Monday, September 08, 2014

Wildstar Woes

Apparently Wildstar isn't doing too well. It's losing players at a rapid rate and is switching to a single megaserver.  There's a 700+ comment thread at Massively discussing the issue. Massively blames it on the focus on raids and very difficult endgame content.

It's interesting to watch this from outside. I was in the Wildstar beta, but did not get the game at launch.

However, I'm not so sure that raiding and endgame are to blame, precisely. Sure, it's where a lot Massively readers--who are core MMO gamers--washed out. But my rule of thumb is that there are people who are ten times better than you are, and people who are ten times worse than you are. If the core MMO gamer group washed out at endgame, where do you think the casuals washed out?

I think the basic leveling game was too difficult. I actually wrote a post on the Beta forums when I was just level 15 or so, saying "I don't think I'm good enough for the game you are making." I found that just basic leveling quests in the Wildstar beta required a lot of intensity and avoiding telegraphs. I think having that reaction--for a fairly experienced gamer--at level 15 was a bad sign, because the game would only get harder.

Personally, I think it's instructive that two of MMO success stories of the past decade, WoW and FFXIV, have featured very simple leveling.

I also think Wildstar suffers from the "veto" problem. Let's say that you have a group of friends who want to go out for lunch. You have to find a place which all of you can agree to, or at least a place that no one cares enough to veto. I think Wildstar was different enough--both in tone and mechanics--that many groups had one individual feel strongly enough to veto it. And that means that the entire group falls away from the game.

Of course, though, this is just my view as an outsider and beta tester. Perhaps those of you who played the game at launch or over the last few months have a different perspective.


  1. I think a lot of them will be feeling the lure of WoW. New expansion on the horizon, with a new patch coming up first. If you're not THAT hooked on WS it's a good time to switch back, get a whole new levelling experience and more raids later.

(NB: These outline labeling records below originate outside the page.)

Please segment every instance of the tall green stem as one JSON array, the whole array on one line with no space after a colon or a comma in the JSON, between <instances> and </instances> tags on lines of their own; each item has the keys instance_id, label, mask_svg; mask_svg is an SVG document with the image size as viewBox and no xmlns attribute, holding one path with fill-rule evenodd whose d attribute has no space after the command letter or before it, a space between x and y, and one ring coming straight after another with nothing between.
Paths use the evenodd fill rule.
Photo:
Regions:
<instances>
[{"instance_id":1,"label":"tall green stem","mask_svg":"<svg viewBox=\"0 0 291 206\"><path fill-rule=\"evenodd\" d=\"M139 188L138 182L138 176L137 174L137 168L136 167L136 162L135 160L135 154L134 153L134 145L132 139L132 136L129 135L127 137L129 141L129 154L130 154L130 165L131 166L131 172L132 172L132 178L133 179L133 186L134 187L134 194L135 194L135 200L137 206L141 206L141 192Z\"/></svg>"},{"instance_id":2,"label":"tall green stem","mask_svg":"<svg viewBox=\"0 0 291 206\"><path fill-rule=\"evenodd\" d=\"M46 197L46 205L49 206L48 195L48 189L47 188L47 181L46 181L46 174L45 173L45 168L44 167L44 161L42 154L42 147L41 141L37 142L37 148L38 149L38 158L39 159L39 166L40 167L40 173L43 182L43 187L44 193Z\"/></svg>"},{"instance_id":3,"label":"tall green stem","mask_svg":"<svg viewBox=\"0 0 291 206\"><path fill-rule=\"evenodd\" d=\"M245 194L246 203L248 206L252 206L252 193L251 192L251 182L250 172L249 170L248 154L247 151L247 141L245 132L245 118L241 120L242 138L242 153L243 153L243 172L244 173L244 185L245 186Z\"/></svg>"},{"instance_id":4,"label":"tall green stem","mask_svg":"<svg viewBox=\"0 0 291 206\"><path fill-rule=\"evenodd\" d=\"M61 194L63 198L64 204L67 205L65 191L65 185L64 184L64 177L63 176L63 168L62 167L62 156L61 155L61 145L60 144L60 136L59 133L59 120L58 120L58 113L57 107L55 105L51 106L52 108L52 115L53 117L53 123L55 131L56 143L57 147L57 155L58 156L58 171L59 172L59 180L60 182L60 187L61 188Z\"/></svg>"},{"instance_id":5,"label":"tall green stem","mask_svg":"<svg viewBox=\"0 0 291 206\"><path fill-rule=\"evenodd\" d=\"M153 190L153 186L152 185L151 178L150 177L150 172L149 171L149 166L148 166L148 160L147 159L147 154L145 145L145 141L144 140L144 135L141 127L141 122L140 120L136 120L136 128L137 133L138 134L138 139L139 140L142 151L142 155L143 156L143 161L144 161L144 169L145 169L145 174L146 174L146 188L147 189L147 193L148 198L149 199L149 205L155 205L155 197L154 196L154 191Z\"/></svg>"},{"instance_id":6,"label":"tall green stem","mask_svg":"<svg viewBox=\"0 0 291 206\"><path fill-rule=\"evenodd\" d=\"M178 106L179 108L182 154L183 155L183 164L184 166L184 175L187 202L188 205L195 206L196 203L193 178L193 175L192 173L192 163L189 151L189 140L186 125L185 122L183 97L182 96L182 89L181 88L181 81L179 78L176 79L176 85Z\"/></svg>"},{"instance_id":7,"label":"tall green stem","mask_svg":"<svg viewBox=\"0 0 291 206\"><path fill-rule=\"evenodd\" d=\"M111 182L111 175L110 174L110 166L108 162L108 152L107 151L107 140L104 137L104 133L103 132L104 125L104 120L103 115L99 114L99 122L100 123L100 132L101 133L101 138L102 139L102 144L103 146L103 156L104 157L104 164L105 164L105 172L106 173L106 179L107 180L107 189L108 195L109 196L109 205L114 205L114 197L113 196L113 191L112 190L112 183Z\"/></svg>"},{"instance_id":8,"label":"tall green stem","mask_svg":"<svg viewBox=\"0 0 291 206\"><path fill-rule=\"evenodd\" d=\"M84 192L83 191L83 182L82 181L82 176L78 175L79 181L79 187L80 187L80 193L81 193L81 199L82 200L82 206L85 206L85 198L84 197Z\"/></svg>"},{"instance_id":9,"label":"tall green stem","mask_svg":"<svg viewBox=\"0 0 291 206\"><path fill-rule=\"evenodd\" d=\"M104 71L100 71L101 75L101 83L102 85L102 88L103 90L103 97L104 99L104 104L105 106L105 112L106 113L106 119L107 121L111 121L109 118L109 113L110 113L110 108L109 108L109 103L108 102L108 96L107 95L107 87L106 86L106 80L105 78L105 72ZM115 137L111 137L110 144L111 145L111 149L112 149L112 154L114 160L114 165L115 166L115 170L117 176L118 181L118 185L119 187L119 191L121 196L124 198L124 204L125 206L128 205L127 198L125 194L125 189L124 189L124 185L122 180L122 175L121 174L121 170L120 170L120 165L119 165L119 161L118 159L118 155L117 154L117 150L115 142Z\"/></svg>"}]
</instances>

  2. "I don't think I'm good enough for the game you are making."

    This was a big part of it for me although it didn't kick in until Level 22 or so. I was also getting behind the leveling curve which was having a negative impact on queuing for dungeons and adventures.

    Lastly, I saw the huge timesink attunement with high skill requirements (Silvers in Vets ain't no joke) and I knew I wouldn't complete it. It's hard to keep pressing on when you know you are speeding toward a brick wall.

  3. I was really excited about the game and had been following it for quite a while, but two things really killed it for me.

    1. I didn't want to have to spend weeks grinding up to max level to start raiding. At least for me, MMOs are always a rush to grind to max level to start doing the 'real' content. The exploration and slow paced leveling are a lot of fun, but not with the threat of finally reaching max to level to find all your friends are already burnt out of the max level content.

    2. $60 box price PLUS a $15/mo fee just felt like a lot of money. It seems like most other MMOs are either $60 and free to play, or $20-30 with a subscription. I ended up not buying the game on launch simply because I didn't want to spend $60 for one month of gameplay without knowing how much I would actually like it.

    I think WildStar had a lot of potential, more-so than most other MMOs, but I just don't think it's the MMO I'm waiting for.

  4. I arguably washed out of Wildstar for just this reason after playing a 30 minute demo of the newbie area at Pax Prime 2013. The level of incoming damage wasn't excessive (either because it was a low level or because they nerfed it for the demo), but the time to kill per mob was such that you could expect to dodge the same telegraph attack repeatedly in the same fight against a regular "kill 10 rats" quest target. Mentally, I figured I should give the thing a chance later in testing, but my gut was that this much dodging and active combat was more work than I was prepared to put into solo questing. My gut won out. Maybe after F2P?

  5. I didnt get time to play in beta, and I didn't know anyone playing it after it launched.

    And they don't do a trial version that I could easily see.